C. Par décision du 1er
décembre 2003, le SPOP a refusé d'entrer en matière sur la demande de réexamen
de l'intéressé au motif que la prétendue reprise de la vie commune fondant sa
requête n'était en réalité qu'une pure fiction qu'il avait tenté de créer en
achetant son épouse. Le SPOP a dès lors déclaré irrecevable sa demande et lui a
ordonné de quitter le canton de Vaud sans délai.
D. Recourant le 20 décembre
2003 auprès du Tribunal administratif contre la décision du SPOP du 1er
décembre 2003, le recourant conclut à la recevabilité de sa demande de
réexamen, à l'admission de celle-ci et à l'octroi d'une autorisation de séjour.
Par décision du 29
décembre 2003, le juge instructeur a écarté la requête du recourant tendant à
l'octroi de l'effet suspensif et a refusé d'ordonner des mesures
provisionnelles autorisant la poursuite du séjour de celui-ci sur territoire
vaudois. Le recourant a été invité à se conformer à l'ordre de départ immédiat
que comporte la décision attaquée. Par avis daté du même jour, le juge
instructeur a invité le recourant à examiner l'opportunité d'un retrait de son
recours dans le délai fixé au 22 janvier 2004 pour s'acquitter de l'avance de
frais avec avis que si le recours était maintenu, le tribunal statuerait sans
autre mesure d'instruction selon la procédure de l'art. 35a LJPA.
Par acte du 14 janvier
2004, le recourant a saisi la Section des recours du Tribunal administratif
d'un recours incident dirigé contre la décision du juge instructeur du 29
décembre 2003. Cette procédure est actuellement pendante.
Le paiement de
l'avance de frais sollicitée dans le cadre du recours au fond ayant été
enregistré, le tribunal a statué sans autre mesure d'instruction, ainsi qu'il
en avait avisé les parties.
et considère en droit :
1. Lorsqu'une telle
obligation n'est ni prévue par la législation ni reconnue par une pratique
administrative constante, comme c'est le cas en procédure administrative
vaudoise (cf. ATF 116 Ia 433, cons. 5), l'autorité administrative n'est tenue
d'entrer en matière sur une demande de réexamen que si le requérant invoque des
faits ou des moyens de preuve importants qu'il ne connaissait pas lors de la
première décision ou dont il ne pouvait se prévaloir ou n'avait pas de raison
de se prévaloir à cette époque, ou si les circonstances se sont modifiées dans
une mesure notable depuis la première décision (cf. notamment ATF du 14 avril
1998, ZBl 1999, p. 84 cons. 2d; 124 II 1, cons. 3a; 120 Ib 42, cons. 2b; 113 Ia
146, cons. 3a, JT 1989 I 209 et 109 Ib 246, cons. 4a). La seconde hypothèse
permet en particulier de prendre en compte un changement de circonstances ou de
droit et d'adapter en conséquence une décision administrative correcte à l'origine.
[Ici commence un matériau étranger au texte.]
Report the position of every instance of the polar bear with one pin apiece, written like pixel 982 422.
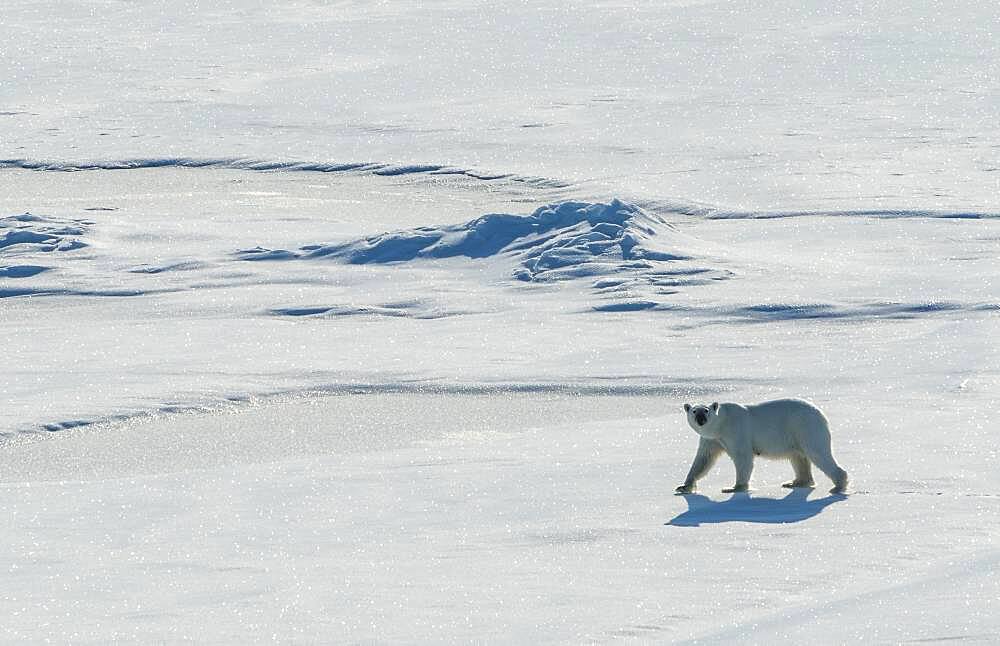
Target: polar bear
pixel 791 429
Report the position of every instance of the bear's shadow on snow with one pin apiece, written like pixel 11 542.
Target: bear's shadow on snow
pixel 742 507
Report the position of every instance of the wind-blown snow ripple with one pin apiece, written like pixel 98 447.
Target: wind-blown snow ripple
pixel 555 242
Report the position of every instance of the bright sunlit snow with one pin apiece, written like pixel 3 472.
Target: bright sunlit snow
pixel 373 322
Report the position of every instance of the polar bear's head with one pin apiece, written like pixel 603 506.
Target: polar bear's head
pixel 701 417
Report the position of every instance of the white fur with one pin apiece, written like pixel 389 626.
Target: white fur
pixel 789 429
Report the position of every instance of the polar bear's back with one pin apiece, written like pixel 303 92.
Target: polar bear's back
pixel 794 422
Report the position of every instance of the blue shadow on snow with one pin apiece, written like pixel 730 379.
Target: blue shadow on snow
pixel 742 507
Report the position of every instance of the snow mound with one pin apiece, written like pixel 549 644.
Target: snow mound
pixel 555 242
pixel 29 233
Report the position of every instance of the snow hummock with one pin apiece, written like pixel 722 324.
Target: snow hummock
pixel 555 242
pixel 27 233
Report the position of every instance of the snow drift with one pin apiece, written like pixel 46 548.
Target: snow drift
pixel 555 242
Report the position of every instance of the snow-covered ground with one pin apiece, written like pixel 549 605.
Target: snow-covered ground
pixel 372 322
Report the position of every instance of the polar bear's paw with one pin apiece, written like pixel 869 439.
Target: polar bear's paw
pixel 796 484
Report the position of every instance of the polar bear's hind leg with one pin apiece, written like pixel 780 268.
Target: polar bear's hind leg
pixel 822 457
pixel 803 472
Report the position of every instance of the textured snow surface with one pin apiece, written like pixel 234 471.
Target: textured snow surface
pixel 355 322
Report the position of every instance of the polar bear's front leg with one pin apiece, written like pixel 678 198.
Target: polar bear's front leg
pixel 708 452
pixel 744 467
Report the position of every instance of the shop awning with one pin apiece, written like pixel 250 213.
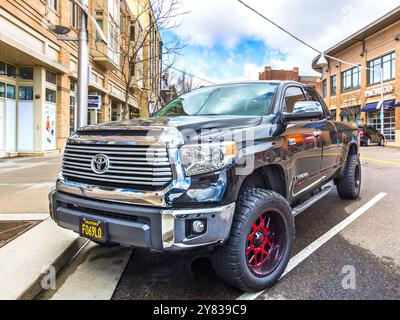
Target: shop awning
pixel 371 107
pixel 345 112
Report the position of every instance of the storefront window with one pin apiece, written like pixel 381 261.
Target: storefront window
pixel 324 89
pixel 333 85
pixel 2 68
pixel 2 90
pixel 51 77
pixel 25 93
pixel 10 92
pixel 51 95
pixel 26 73
pixel 389 125
pixel 11 71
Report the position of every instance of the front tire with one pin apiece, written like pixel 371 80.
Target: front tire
pixel 261 239
pixel 349 184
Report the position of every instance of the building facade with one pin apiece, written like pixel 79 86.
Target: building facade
pixel 292 75
pixel 38 73
pixel 353 91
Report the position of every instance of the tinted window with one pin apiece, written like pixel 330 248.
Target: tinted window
pixel 250 99
pixel 293 95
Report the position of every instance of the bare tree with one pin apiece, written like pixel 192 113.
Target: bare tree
pixel 143 56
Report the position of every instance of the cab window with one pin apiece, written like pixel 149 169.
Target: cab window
pixel 293 95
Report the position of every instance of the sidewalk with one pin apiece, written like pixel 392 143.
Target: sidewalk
pixel 30 242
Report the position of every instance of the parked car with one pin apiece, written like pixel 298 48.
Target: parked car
pixel 224 169
pixel 368 135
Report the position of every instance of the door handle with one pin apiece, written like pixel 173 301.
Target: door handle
pixel 317 133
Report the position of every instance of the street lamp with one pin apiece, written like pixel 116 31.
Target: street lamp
pixel 83 55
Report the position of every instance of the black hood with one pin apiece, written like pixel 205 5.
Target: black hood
pixel 196 123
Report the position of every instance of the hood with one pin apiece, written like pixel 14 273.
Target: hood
pixel 194 123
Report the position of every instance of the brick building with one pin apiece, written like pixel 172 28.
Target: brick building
pixel 38 73
pixel 292 75
pixel 352 92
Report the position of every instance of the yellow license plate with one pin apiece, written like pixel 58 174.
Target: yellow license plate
pixel 93 229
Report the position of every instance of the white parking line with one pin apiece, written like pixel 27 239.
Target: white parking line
pixel 306 252
pixel 23 216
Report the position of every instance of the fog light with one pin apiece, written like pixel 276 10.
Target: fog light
pixel 198 226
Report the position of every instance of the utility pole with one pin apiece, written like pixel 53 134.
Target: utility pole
pixel 83 54
pixel 83 71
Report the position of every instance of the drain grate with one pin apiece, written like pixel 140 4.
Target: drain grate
pixel 9 230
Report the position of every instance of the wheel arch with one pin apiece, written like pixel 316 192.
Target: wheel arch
pixel 269 177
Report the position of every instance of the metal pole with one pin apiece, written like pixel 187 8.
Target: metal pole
pixel 382 106
pixel 83 71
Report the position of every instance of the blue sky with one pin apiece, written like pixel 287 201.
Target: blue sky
pixel 227 42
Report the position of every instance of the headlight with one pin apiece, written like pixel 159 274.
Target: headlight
pixel 207 157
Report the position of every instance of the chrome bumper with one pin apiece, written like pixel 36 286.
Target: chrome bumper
pixel 156 229
pixel 174 226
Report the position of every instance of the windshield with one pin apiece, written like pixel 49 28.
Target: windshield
pixel 251 99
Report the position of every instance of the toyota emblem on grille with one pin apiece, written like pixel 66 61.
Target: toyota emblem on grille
pixel 100 163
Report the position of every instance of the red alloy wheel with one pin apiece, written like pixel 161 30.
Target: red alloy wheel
pixel 266 243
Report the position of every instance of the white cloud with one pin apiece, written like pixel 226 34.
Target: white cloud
pixel 321 23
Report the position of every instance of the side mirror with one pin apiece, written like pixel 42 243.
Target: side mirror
pixel 305 110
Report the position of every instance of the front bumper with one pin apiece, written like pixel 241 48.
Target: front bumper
pixel 142 226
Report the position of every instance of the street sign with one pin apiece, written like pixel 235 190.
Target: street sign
pixel 94 102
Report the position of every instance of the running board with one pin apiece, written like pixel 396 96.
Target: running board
pixel 305 205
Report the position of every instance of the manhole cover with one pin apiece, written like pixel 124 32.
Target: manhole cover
pixel 9 230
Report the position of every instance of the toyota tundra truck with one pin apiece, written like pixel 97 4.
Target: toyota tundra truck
pixel 224 169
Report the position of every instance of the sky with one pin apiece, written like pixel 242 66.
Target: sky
pixel 227 42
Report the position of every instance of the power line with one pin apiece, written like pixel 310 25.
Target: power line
pixel 191 75
pixel 279 27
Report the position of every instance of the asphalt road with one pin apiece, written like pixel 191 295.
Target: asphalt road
pixel 369 249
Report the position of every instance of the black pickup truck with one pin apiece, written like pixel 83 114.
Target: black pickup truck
pixel 224 168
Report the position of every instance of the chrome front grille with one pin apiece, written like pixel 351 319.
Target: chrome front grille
pixel 130 166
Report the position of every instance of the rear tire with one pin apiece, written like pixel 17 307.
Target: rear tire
pixel 261 239
pixel 349 184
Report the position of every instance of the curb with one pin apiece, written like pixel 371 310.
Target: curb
pixel 42 251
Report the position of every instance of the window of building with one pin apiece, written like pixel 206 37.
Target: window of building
pixel 2 68
pixel 2 90
pixel 10 91
pixel 132 32
pixel 52 4
pixel 100 23
pixel 74 15
pixel 51 77
pixel 293 95
pixel 25 93
pixel 351 79
pixel 324 88
pixel 26 73
pixel 72 107
pixel 11 71
pixel 51 95
pixel 333 85
pixel 387 64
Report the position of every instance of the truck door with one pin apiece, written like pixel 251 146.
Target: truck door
pixel 330 161
pixel 303 146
La modification des circonstances rend, pour ainsi dire, la décision
subséquemment viciée. L'autorité de chose décidée attachée à la décision
administrative entrée en force se fondant uniquement sur la situation de fait
et de droit au moment où elle a été rendue, il ne s'agit dans ce cas non pas
tant d'une révision au sens procédural du terme que d'une adaptation aux
circonstances nouvelles. Le requérant doit donc invoquer des faits qui se sont
réalisés après le prononcé de la décision attaquée ("echte Noven"),
plus précisément après l'ultime délai dans lequel, suivant la procédure
applicable, ils pouvaient encore être invoqués (clôture de l'instruction; cf.
P. Moor, Droit administratif, vol. II : Les actes administratifs et leur
contrôle, Berne 1991, p. 230; A. Koelz/I. Haener, Verwaltungsverfahren und
Verwaltungsrechtspflege des Bundes, 2e éd., Zurich 1998, n° 426, 429, 438 et
440; Rhinow/Koller/Kiss, op. cit., n° 1199). Cette hypothèse ne concerne
naturellement que les décisions aux effets durables ("Dauerverfügung";
P. Moor, op. cit., p. 230; A. Koelz/I. Haener, op. cit., n° 444), ce qui est le
cas, comme en l'espèce, d'une décision réglementant le statut d'une personne au
regard des règles de police des étrangers (cf. arrêt TA bernois du 8 octobre
1992, JAB 1993, p. 244 cons. 2a et Merkli/Aeschlimann/Herzog, op. cit., n° 3 ad
art. 56).
Dans les deux
hypothèses qui viennent d'être mentionnées, les faits invoqués doivent être
importants, c'est-à-dire de nature à entraîner une modification de l'état de fait
à la base de la décision et, ainsi, une décision plus favorable au requérant;
autrement dit, ils doivent être susceptibles d'influencer l'issue de la
procédure. Il en va de même des moyens de preuve dans la première hypothèse,
qui sont importants dans la mesure où l'on peut supposer qu'ils eussent amené à
une décision différente s'ils avaient été connus à temps (s'agissant des art.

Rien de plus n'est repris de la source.